Given that you could always transform the stream when you load it into the BEAM to convert all \r to \n, then streaming that to the csv parser, no third-party tools needed then.
But still, wtf? \r is not OSX’s linebreak character…
You are probably right. German Wikipedia says: Mac OS Classic, Apple II, C64 uses CR as line break.
But it seems to be an issue with Excel 2008/2011 that still uses this line breaks.

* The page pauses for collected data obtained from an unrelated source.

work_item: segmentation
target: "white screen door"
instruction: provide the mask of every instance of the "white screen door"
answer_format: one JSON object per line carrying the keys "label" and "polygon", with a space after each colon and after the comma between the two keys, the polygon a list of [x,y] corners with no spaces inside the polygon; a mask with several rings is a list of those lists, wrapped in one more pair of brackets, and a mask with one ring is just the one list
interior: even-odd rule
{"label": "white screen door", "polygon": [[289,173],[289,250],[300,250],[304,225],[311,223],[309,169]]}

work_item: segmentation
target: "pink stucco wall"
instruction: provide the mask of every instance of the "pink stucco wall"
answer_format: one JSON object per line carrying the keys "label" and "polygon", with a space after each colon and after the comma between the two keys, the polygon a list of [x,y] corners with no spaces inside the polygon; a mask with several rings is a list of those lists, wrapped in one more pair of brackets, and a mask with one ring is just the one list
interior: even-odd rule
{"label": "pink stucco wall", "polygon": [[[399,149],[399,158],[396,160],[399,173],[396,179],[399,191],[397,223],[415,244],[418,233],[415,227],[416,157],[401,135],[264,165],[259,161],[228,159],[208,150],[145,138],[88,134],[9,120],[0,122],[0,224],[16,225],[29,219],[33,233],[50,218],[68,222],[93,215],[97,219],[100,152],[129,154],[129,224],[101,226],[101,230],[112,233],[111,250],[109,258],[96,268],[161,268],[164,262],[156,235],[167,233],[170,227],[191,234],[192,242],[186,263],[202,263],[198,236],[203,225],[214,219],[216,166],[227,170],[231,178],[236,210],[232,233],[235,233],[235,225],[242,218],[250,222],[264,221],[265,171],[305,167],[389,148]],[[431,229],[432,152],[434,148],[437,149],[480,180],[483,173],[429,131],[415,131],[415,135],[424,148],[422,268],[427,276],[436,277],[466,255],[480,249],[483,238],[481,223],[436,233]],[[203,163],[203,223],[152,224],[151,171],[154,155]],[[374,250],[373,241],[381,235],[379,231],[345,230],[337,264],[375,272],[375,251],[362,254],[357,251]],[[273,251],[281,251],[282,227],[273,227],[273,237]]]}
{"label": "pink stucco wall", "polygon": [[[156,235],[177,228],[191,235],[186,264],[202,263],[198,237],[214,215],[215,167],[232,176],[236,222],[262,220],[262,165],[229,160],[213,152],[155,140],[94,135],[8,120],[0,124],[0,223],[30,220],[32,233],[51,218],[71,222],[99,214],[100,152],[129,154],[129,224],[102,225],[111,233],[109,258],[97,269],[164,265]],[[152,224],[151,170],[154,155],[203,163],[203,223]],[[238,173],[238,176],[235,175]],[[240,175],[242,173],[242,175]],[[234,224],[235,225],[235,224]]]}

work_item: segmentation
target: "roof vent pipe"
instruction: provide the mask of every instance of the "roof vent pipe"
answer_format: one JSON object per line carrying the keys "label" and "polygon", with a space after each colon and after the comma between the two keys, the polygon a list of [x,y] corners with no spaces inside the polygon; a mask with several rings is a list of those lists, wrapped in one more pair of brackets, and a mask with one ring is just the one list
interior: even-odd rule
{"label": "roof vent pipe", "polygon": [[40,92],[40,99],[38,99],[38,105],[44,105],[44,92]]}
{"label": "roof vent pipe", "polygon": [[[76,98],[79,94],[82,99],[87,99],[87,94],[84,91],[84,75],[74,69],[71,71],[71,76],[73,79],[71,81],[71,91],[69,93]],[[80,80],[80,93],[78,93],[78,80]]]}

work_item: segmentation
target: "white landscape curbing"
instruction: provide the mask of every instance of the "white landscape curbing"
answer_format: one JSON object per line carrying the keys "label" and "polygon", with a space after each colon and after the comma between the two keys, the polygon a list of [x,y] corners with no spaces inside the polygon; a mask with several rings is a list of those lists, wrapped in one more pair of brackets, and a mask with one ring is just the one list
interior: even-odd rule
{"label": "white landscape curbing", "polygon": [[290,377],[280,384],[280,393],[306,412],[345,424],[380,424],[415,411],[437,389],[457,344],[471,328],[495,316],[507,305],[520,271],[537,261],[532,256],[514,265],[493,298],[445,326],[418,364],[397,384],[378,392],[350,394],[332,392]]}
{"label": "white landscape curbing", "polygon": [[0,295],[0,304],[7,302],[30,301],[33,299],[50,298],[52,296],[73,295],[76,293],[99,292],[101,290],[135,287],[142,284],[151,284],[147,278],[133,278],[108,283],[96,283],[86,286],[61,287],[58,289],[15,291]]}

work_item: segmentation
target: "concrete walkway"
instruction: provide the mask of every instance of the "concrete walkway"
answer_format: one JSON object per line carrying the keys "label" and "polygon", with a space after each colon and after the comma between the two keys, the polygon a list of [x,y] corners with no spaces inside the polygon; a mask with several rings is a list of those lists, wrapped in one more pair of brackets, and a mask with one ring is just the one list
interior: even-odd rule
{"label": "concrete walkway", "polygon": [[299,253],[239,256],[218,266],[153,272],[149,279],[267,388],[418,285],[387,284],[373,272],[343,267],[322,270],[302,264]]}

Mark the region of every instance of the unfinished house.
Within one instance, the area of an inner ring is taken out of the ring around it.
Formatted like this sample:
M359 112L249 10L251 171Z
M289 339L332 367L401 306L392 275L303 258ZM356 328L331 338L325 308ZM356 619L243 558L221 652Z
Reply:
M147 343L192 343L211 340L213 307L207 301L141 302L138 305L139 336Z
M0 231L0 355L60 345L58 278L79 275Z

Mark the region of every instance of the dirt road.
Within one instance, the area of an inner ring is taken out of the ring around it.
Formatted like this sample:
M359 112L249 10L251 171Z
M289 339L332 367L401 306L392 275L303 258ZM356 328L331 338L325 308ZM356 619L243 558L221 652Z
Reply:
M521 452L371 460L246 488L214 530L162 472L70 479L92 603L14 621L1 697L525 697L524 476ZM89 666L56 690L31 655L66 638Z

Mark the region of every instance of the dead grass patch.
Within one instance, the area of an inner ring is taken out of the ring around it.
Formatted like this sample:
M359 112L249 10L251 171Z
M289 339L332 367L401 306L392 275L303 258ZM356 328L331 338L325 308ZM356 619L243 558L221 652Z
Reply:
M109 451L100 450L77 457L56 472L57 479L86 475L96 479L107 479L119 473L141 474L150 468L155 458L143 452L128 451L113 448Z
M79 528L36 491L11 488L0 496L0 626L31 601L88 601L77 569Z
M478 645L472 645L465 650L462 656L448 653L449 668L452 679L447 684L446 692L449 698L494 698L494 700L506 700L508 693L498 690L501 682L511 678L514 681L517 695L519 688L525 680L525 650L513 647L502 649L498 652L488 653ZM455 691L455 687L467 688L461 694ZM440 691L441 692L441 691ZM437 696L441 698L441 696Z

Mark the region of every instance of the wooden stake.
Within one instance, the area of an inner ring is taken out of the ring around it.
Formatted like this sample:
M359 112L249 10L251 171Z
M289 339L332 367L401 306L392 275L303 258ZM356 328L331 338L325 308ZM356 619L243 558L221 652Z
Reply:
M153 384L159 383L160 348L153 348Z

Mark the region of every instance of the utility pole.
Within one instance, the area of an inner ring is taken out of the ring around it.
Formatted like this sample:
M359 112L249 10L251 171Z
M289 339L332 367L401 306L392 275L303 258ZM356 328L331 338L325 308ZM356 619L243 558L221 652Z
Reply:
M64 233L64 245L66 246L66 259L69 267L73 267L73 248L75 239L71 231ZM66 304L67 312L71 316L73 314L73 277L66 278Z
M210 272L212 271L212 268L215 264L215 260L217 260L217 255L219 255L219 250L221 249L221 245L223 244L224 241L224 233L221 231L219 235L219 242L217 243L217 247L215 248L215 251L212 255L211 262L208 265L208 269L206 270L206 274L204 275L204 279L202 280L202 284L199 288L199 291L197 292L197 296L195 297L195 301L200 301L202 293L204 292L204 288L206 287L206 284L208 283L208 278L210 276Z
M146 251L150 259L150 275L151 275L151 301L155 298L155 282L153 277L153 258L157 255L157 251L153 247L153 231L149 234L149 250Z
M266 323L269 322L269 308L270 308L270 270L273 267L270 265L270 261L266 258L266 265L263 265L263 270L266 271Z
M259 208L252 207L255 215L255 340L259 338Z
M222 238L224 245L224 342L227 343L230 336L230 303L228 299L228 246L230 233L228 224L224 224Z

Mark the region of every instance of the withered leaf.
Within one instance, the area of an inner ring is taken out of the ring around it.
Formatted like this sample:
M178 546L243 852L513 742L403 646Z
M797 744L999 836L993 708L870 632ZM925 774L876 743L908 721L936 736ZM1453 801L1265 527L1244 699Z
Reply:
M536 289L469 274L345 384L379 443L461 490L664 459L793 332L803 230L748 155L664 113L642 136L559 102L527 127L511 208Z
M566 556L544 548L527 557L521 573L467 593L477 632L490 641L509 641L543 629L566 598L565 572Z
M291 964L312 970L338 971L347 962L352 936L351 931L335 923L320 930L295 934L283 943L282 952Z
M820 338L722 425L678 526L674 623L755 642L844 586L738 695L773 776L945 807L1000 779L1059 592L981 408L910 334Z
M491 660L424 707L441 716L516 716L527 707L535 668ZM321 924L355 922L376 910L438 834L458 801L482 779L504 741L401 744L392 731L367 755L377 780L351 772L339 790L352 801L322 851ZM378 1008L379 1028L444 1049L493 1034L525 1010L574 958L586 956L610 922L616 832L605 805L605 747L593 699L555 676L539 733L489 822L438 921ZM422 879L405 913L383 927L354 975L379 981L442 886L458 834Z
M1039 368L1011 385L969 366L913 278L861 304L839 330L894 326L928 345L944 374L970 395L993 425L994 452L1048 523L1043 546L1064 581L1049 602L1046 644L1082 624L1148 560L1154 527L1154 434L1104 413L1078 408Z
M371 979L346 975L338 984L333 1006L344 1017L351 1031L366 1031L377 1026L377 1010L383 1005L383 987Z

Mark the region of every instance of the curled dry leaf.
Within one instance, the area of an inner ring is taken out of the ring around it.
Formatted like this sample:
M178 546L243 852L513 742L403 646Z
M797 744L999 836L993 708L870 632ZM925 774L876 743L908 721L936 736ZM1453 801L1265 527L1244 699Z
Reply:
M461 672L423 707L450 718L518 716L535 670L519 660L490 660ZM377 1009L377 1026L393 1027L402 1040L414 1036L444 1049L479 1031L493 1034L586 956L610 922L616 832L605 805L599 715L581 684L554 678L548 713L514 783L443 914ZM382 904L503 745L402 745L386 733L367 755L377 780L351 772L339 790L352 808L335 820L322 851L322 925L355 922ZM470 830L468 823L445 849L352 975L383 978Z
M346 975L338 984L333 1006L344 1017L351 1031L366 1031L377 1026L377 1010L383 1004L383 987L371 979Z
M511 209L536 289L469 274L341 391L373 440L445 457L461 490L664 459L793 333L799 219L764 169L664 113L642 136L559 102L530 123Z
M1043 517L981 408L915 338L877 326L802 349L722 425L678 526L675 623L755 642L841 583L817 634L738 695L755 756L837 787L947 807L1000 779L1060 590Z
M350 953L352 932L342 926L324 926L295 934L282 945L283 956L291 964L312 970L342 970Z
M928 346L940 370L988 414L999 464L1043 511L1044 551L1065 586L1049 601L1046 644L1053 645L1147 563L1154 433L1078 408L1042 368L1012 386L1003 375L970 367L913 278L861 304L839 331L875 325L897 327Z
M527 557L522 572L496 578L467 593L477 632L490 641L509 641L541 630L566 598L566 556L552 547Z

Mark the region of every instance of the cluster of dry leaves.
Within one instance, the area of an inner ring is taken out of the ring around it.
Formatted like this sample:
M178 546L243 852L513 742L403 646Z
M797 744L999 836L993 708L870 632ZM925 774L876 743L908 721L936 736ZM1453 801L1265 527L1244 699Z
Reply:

And yes - you are right - it is really a f*ck with CSV and Excel
Lol, yeah I have a Win10 notebook, all it does is gather dust sitting in my locked cabinet. I can get more work done using my phone and bluetooth keyboard than I can that thing. ^.^
Well, Desk IT (they manage the local desktops, build desks, etc… etc… I work in the Server IT area) comes around every 3 months freaking out because it has not been turned on in 3 months, their tracking system freaks out when something does not ‘phone home’ at least once every 3 months, which of course it cannot do if it is not even turned on… So they just turn it on for a moment after I unlock the cabinet, then turn it off and leave again for 3 months, so I lock the cabinet again… >.>
Yeah, its what Mac OS 9 used, support for which is basically the kernel of Excel for Mac. I’ve been banging my head against their version of CSV export for years now.
I’ll have to go dig up some code but i think what I do is a regex replacement on \r\n? to \r\n. It looks like yours is maybe better if you’re trying to stream it? I know I’m reading in the whole file to deal with the issue.
You might want to also verify your code still works with UTF8 characters—i’ve had weird issues crop up there as well when receiving input from users with international character sets. Its kind of hard to confirm because I’m like 3 stops down the line from the source, but its like something non-UTF8 gets stored by an upstream processor as UTF8 which apparently Works On Their Machine™ but causes headaches downstream.
Yes, i was afraid to blow up mem by loading the whole thing. In our case the csvs are rather small, but you never know.
I can confirm the issue. In project where we had csv import we always were struggling with our German Umlaute and stuff. But move to xls does not make it any better, even worse.